If the duration of the final hearing is not agreed upon, retained counsel will likely want a final hearing of at least five days, without considering that a week away from the office is unappealing to your "star" witness. Why not limit the final hearing to a fixed number of consecutive days, with a safety valve for additional days as agreed by the parties or as permitted by the arbitrator upon a showing of good cause? Shorter hearings can work. For example, the arbitration clause could include a provision to use attorney proffers acceptable to the arbitrator. (An attorney proffer, common in bankruptcy court, is the direct testimony of a witness that is stated by counsel or through a written declaration provided in advance instead of direct examination. The witness would be made available for cross-examination by the opposing party and the arbitrator.) Not only will the final hearing proceed more quickly, but the costly preparation of direct examination scripts is eliminated.
4. IDENTIFY THE EXACT LOCATION OF THE HEARING
Merely identifying the city, county or district where the final hearing will be held is not enough. Remember, you need a facility in which to hold your final hearing, and facility rental can become a significant expense. If you are not specific, and the agreed arbitrator suggests holding the hearing in the five-star hotel in which he or she is staying, it can be uncomfortable for your counsel to oppose that suggestion. Consider a clause that favors using free available options: the offices of outside counsel or the arbitrator. And make sure the location stands the test of time. If you identify the city of your headquarters when the agreement is signed as the forum, what happens when headquarters is relocated years later?
5. AGREE ON CONFIDENTIALITY TERMS … ONCE
Arbitration is private litigation, but that does not necessarily mean that the dispute will remain confidential. Consider including a confidentiality provision that will govern any discovery exchanged in the arbitration and public comments about the arbitration. It will be more cost-effective to negotiate all confidentiality issues once upfront, when everyone is cooperating, than to negotiate a discovery-focused protective order for each arbitration, and a confidentiality provision as part of the inevitable settlement process.
The issues that are significant for drafting a smarter arbitration clause vary from client to client and, to some extent, from dispute to dispute.
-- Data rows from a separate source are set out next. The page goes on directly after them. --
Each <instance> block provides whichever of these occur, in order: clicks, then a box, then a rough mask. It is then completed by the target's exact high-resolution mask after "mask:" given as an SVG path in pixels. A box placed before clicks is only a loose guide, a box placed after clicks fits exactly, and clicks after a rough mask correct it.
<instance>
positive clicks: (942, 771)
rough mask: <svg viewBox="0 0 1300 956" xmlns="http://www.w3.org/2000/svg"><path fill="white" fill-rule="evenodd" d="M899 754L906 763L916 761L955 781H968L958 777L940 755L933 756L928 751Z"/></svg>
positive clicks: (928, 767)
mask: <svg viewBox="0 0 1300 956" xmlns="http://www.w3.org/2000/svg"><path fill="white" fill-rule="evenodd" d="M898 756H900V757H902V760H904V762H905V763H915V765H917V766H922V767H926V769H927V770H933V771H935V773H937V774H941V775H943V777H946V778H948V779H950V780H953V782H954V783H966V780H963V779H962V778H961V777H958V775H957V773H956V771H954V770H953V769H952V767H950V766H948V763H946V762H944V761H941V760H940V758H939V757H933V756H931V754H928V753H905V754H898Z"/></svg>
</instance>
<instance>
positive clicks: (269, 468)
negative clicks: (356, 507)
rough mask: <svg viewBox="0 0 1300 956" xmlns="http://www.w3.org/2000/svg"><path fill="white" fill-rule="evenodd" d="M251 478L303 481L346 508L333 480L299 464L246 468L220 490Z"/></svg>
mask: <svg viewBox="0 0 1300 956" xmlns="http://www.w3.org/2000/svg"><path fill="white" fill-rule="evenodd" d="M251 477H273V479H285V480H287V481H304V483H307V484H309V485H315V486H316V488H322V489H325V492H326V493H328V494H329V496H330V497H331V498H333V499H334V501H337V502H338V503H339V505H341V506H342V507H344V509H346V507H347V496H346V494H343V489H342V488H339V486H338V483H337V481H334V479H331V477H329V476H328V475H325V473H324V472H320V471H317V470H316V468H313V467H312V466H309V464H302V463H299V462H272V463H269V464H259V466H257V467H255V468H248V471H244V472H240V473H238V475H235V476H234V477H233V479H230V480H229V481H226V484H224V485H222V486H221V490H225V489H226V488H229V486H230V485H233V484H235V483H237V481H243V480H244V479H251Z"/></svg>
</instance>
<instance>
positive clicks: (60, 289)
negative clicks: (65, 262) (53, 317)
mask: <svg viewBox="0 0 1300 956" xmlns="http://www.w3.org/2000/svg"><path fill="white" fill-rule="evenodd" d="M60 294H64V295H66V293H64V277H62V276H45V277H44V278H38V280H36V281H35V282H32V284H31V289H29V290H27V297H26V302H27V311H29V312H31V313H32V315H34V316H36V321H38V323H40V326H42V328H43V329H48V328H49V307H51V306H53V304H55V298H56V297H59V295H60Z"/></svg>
Identifying all of them is beyond the scope of this article. None of these suggestions is a deal breaker that should frustrate an otherwise sound business contract. But consideration of these issues should help achieve the particular advantages of arbitration that are sought. If the goal is a non-public resolution, focus on confidentiality. If the goal is a quick resolution, focus on scheduling and limiting discovery. If the goal is a trier of fact with particular expertise, focus on arbitrator selection.